How to make a simple start in Forex trading
by Zahir Shah
In this short article we can't possibly cover all the basics involved when considering trading Forex as a supplementary income to the meagre rates of interest savers currently receive from their bank deposits, or for those amongst us considering Forex trading as a potential career, part time, or eventually as a full time occupation. Therefore we'll just deliver a few simple tips as to how to get up and running.
What is Forex trading?
Understanding what forex trading is should be a simple concept to take on board, given that we're used to exchanging our domestic currency (let's refer to it as our base currency), for our holiday currency (let's call it our counter currency), on a regular basis. We know that the rate of exchange differs and even those of us who aren't exactly sure why it varies, will have a rough idea that it relates to the performance, or potential performance of our economy, versus the performance of our destination's economy.
We therefore 'trade' that fluctuation when we change our currency, which is determined by the overall sentiment of the U.K. pound. How we trade the currency pair, in this instance our GBP/AUD, is a far more complex discussion for a later date.
Picking your Forex broker shouldn't prove to be difficult process; they should operate an STP/ECN business/trading model, not charge for rollovers/swaps, or commissions and have consistently low spreads. They must also have excellent lines of communication; verbal and through their website. You should also establish if they have a trader school, that they print regular trading updates and generally be constantly looking to help their clients prosper.
It can take years of part time involvement to become fully conversant with a superb world class retail platform such as MetaTrader 4, however, it's incredibly simple to make a start with. Developing your understanding of it and coming to terms with all the: features, benefits and complexity is a marathon not a sprint. But starting with it and keeping with it, is one of the wisest decisions we can make as novice traders.
What pairs to trade?
Identifying what pairs to trade shouldn't prove to be a confusing process, as when you begin trading as a novice, you may choose to trade what's termed the four "major currency pairs", recognised as:
EUR/USD (euro/dollar) – "euro"
USD/JPY (U.S. dollar/Japanese yen) – "gopher"
GBP/USD (British pound/dollar) - "cable"
USD/CHF (U.S. dollar/Swiss franc) – "swissie"
Let's choose one as an example; the EUR/USD, commonly referred to as "trading the euro". It's the most traded currency pair (accounting for approx. 50% of trading according to the latest BIS data). As the most traded pair you'll experience more competitive spreads, experience more precise fills and less slippage. In simple terms; the majority of the time you trade your order will be executed as close to the quote you observe on your chart.

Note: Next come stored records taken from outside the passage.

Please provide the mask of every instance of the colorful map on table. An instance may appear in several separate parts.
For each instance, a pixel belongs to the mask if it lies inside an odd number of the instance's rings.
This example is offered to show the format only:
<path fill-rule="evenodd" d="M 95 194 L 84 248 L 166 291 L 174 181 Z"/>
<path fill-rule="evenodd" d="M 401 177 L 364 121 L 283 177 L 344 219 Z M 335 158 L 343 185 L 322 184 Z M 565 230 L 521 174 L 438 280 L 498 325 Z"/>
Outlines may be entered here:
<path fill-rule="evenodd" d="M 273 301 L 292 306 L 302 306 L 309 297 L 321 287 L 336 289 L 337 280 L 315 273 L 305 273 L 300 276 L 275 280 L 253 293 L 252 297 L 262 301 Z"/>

At the outset the majority of experienced traders and tutors would suggest that you stick to trading only this one pair singularly for the first few months, as once you've become familiar with: your platform, your broker, and how to place simple trades, you can then move 'through the gears', to add further complexity to your trading.
Levels of Risk
The level of risk you apply to each trade/order you place into the market should remain consistent. If you begin trading by funding your account with a €500 deposit then you should think of limiting your risk to just 1%, just €5 per trade and there are many brokers who'll happily oblige with this level of micro trading, without penalising you by way of increased charges, or excessive spreads.
When to trade
Identifying when to trade and what style of trading you initially adopt is critical. When you begin trading with a micro account, you'll more than likely be a part time trader, fitting in trading with you lifestyle and job. Therefore you may be best analysing the market for EUR/USD at the end of each day, identifying what you perceive to be a pattern, reading the upcoming, daily economic calendar events and deciding on a direction to trade.